Condamner [F] [S] à verser à la SARL GAS 45.000 € de dommages et intérêts pour abus du droit d'ester en justice,

Condamner Monsieur [F] [S] à verser sur le fondement de l'article 32-1 du code de procédure civile une amende civile dont le montant est laissé à l'appréciation de la Cour,

Condamner Monsieur [F] [S] à verser à la SARL GAS une indemnité complémentaire en appel de 5.000 € sur le fondement de l'article 700 du Code de procédure civile

Condamner Monsieur [F] [S] aux entiers dépens d'appel.

Conformément aux dispositions de l'article 455 du code de procédure civile, la cour renvoie expressément aux dernières conclusions précitées pour plus ample exposé des prétentions et moyens des parties.

La clôture de l'instruction a été prononcée par la cour à l'audience du 30 janvier 2023 où l'affaire a été plaidée puis mise en délibéré à ce jour.

MOTIFS DE LA DÉCISION

Sur la demande en paiement du solde du crédit-vendeur

Sur l'application de la clause de variation aux regard de l'acte de cession

1. L'article 1134 du Code civil dans sa version applicable au contrat de cession du fonds de commerce, désormais codifié aux articles 1103 et 1104, dispose que :

'Les conventions légalement formées tiennent lieu de loi à ceux qui les ont faites.

Elles ne peuvent être révoquées que de leur consentement mutuel, ou pour les causes que la loi autorise.

Elles doivent être exécutées de bonne foi'.

Selon l'article 1135 qui suit, les conventions obligent non seulement à ce qui y est exprimé, mais encore à toutes les suites que l'équité, l'usage ou la loi donnent à l'obligation d'après sa nature.

2. Aux termes de l'article 1603 du Code civil, le vendeur a deux obligations principales, celle de délivrer et de garantir la chose qu'il vend.

Il résulte des dispositions de l'article 1650 de ce code que la principale obligation de l'acheteur est de payer le prix au jour et au lieu réglé par la vente.

3. L'appelant fait valoir que l'acte de cession du fonds de commerce faisait obligation à la SARL GAS de lui communiquer son chiffre d'affaires, au plus tard, le 31 janvier 2016 et si elle entendait se prévaloir de la clause de variation du prix à la baisse.

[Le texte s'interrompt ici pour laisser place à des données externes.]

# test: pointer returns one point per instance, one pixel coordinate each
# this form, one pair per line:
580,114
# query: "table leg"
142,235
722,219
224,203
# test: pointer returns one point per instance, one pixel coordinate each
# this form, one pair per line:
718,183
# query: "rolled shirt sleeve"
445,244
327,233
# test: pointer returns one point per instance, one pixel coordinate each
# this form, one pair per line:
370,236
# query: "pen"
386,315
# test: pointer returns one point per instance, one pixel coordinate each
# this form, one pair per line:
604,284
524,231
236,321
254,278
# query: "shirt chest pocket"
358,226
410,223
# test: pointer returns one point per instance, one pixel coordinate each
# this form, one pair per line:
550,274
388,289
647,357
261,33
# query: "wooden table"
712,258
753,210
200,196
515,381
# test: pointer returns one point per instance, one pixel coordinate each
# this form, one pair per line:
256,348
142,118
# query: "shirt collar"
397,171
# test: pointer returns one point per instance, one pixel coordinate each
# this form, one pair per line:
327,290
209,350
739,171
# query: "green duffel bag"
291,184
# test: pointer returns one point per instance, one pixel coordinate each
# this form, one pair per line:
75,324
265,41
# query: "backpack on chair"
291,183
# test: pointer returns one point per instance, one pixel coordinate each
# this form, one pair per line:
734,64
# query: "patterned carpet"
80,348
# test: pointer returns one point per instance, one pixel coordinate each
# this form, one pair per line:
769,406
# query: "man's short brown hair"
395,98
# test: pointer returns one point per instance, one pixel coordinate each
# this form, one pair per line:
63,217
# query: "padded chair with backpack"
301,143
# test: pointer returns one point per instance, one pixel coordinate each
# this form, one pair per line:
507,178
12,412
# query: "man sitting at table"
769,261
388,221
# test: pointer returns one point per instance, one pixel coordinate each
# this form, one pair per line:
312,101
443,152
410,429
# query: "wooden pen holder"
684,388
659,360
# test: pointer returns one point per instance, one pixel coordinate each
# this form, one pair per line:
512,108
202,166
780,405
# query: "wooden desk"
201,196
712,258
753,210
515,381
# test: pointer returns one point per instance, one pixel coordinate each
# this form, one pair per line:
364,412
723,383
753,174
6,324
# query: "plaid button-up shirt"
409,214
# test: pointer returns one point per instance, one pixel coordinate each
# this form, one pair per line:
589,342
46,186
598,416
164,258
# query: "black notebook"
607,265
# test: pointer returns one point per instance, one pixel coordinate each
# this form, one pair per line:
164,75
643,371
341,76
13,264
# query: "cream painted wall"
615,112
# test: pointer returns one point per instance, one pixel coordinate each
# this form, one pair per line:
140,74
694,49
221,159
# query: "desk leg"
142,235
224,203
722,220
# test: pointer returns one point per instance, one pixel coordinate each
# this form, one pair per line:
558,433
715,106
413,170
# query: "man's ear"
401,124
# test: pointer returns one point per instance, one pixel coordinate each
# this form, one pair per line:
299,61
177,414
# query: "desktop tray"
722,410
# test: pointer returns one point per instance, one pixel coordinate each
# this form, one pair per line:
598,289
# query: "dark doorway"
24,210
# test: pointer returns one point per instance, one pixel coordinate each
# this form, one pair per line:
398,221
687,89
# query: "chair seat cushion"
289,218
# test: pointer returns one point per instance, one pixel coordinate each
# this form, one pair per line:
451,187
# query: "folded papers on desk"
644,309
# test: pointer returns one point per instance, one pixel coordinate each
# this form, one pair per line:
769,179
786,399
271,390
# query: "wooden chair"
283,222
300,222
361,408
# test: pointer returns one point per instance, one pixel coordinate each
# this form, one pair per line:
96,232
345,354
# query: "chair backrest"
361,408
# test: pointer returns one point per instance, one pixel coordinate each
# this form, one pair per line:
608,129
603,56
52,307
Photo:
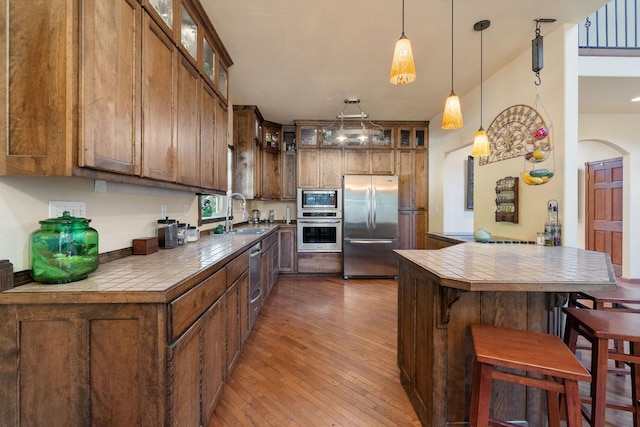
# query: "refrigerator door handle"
369,216
374,208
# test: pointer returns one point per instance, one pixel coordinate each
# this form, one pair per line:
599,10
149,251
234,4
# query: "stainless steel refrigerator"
370,225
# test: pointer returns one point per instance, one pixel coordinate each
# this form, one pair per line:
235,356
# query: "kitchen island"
441,292
143,341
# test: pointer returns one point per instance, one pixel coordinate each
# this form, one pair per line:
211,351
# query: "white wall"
458,218
616,135
123,213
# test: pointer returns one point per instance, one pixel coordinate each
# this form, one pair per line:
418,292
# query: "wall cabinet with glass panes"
156,47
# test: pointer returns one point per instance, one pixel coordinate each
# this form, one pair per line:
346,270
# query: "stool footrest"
545,384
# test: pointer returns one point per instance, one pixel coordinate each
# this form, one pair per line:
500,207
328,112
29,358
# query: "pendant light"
481,146
403,69
452,116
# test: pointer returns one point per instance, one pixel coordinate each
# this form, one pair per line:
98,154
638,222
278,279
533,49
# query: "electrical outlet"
57,207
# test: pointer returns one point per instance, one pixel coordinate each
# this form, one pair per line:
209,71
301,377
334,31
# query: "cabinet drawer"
184,310
236,267
269,241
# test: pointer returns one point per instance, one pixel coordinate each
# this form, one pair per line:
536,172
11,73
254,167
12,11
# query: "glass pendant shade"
481,146
403,69
452,117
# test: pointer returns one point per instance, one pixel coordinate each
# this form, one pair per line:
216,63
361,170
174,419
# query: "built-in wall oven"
319,220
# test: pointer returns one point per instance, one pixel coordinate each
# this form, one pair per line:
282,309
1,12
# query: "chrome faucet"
228,223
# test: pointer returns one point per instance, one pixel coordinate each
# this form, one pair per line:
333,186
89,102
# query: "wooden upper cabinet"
221,180
376,162
164,12
35,119
412,137
158,91
412,168
247,131
188,146
189,38
102,89
330,168
209,61
271,172
308,168
208,109
111,87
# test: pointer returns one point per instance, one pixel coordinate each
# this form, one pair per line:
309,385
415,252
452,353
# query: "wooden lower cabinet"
83,364
288,253
269,264
124,364
191,377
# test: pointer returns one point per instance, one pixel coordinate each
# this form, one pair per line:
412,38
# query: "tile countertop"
158,277
529,268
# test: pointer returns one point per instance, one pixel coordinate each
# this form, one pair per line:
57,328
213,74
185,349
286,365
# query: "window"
213,207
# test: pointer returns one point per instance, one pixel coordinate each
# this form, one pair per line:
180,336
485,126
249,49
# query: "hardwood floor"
323,353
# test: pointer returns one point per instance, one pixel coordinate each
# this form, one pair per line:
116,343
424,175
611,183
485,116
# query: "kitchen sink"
248,230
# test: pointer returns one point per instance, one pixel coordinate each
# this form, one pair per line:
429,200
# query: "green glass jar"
64,250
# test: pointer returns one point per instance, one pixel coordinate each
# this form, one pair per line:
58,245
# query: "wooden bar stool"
622,299
531,352
598,327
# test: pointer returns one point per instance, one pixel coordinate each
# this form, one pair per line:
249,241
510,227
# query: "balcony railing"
613,26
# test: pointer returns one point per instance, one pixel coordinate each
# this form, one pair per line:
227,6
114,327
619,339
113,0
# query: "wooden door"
110,101
288,175
213,349
270,180
208,125
603,204
221,181
331,168
308,168
187,135
34,109
158,76
184,378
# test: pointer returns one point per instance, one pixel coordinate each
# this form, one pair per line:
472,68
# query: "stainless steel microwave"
314,200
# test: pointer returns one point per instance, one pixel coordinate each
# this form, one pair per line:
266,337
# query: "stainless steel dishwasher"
255,290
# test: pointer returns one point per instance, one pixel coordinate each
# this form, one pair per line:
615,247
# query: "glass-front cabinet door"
381,138
164,10
223,80
188,32
209,61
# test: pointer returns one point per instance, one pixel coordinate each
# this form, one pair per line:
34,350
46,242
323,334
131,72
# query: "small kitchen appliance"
168,233
64,250
255,214
552,227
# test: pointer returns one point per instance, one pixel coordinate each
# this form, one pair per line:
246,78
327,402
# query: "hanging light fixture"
481,146
403,69
358,128
452,116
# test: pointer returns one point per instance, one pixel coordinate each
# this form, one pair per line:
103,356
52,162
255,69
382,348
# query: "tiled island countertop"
443,291
529,268
158,277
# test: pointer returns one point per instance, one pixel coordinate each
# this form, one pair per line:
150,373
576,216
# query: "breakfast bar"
441,292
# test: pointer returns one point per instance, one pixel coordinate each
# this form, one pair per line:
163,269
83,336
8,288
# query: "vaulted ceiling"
300,59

Or, cette société aurait manqué à cette obligation dès lors qu'elle ne lui a communiqué son chiffre d'affaires de l'année 2015 que cinq années et cinq mois après l'échéance fixée contractuellement, après sommation de communiquer, dans un cadre contentieux, par ses conclusions devant le tribunal de commerce de la Roche sur Yon, 18 mai 2021.

4. Selon M. [S], la mauvaise foi de son créancier, neutraliserait la clause de variation à la baisse du prix de vente, celui-ci devant être fixé, comme à l'origine, à la somme de 150.000 €.

5. La SARL GAS réplique que M. [S] est infondé à se prévaloir d'une prétendue mauvaise foi de sa part lorsque le rappel des faits traduit de sa part une fraude aux droits de l'Etat par le non-paiement de la TVA et une fraude aux droits des caisses de retraite, par le non-paiement des cotisations.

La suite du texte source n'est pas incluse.